You can do as follows :
library(igraph)
DF <- read.csv(text=
"type1,chrx,startx,endx,chry,starty,endy,type2
gain_765,chr15,9681969,9685418,chr15,9660912,9712719,loss_1136
gain_766,chr15,9706682,9852347,chr15,9660912,9712719,loss_1136
gain_766,chr15,9706682,9852347,chr15,9765125,9863990,loss_765
gain_780,chr20,9706682,9852347,ch20,9765125,9863990,loss_769
gain_760,chr15,9706682,9852347,chr15,9660912,9712719,loss_1137
gain_760,chr15,9706682,9852347,chr15,9765125,9863990,loss_763",
stringsAsFactors=F)
# create a graph with the relations type1 --> type2
# you can visualize it using: plot(g)
g <- graph.data.frame(DF[,c('type1','type2')])
# decompose in the connected components
subgraphs <- decompose.graph(g,mode="weak")
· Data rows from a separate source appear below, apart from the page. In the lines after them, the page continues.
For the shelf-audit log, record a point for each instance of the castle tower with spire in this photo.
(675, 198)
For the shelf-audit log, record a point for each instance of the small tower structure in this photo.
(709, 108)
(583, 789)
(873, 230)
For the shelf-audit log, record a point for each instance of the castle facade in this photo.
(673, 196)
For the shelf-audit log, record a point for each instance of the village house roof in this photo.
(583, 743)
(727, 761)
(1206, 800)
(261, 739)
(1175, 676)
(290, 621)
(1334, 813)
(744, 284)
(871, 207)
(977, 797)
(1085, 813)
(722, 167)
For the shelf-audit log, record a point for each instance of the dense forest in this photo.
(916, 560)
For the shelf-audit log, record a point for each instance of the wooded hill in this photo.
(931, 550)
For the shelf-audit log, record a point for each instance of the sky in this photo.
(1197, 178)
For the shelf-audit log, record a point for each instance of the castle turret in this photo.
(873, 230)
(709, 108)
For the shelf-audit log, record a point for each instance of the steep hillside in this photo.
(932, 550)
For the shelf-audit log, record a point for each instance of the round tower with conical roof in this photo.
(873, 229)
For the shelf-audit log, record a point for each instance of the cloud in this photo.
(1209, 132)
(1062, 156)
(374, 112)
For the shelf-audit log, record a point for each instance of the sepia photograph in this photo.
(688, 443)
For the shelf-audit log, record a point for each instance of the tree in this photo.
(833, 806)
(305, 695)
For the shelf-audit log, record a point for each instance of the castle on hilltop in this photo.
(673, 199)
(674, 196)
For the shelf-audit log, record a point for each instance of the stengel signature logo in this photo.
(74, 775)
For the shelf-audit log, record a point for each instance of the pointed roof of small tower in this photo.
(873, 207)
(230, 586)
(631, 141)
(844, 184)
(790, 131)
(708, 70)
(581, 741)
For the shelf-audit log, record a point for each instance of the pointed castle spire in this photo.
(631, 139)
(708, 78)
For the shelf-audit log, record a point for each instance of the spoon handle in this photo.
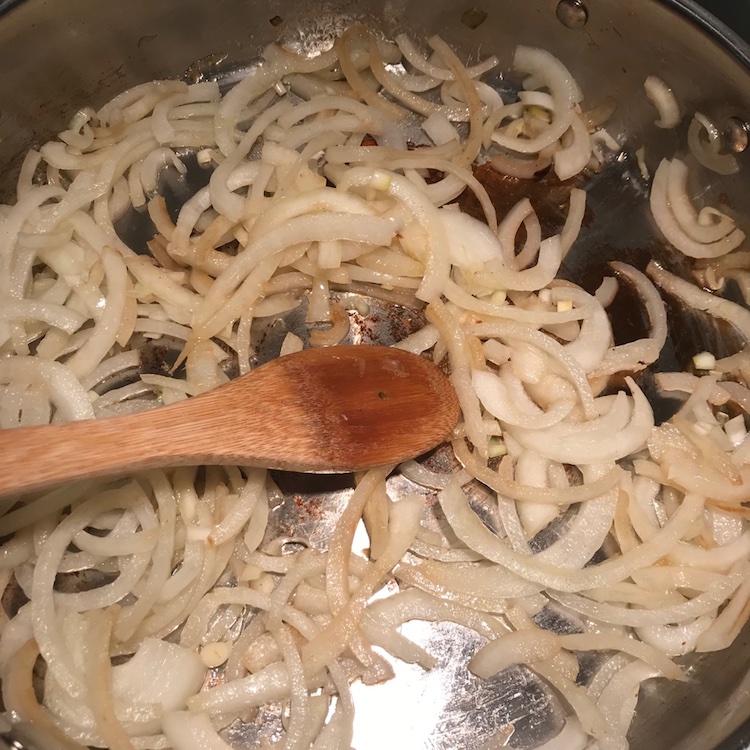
(35, 457)
(335, 410)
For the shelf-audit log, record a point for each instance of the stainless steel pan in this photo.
(57, 56)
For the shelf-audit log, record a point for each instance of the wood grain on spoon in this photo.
(332, 410)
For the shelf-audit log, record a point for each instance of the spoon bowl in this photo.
(332, 410)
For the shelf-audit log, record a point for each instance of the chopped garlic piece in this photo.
(215, 654)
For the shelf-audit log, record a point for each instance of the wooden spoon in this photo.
(334, 410)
# create the sub data.frames using the subgraphs vertices
subDFs <- lapply(subgraphs,
FUN=function(sg){
v <- V(sg)$name;
DF[DF$type1 %in% v | DF$type2 %in% v,];
}
)
# create the single-line data.frames for each group
subRes <- lapply(subDFs,
FUN=function(sd){
data.frame(chrx=sd$chrx[1],
start=min(c(sd$startx,sd$starty)),
end=max(c(sd$endx,sd$endy)))
}
)
# merge the result in one single data.frame
res <- do.call(rbind.data.frame,subRes)
res
>
chrx start end
1 chr15 9660912 9863990
2 chr20 9706682 9863990
3 chr15 9660912 9863990
The step 2 and 3 (creation of subgraphs
and subDFs
) can be done in one step by putting the code of the function in the 3rd step in the function in the 2nd step.
I left them separated to be clearer.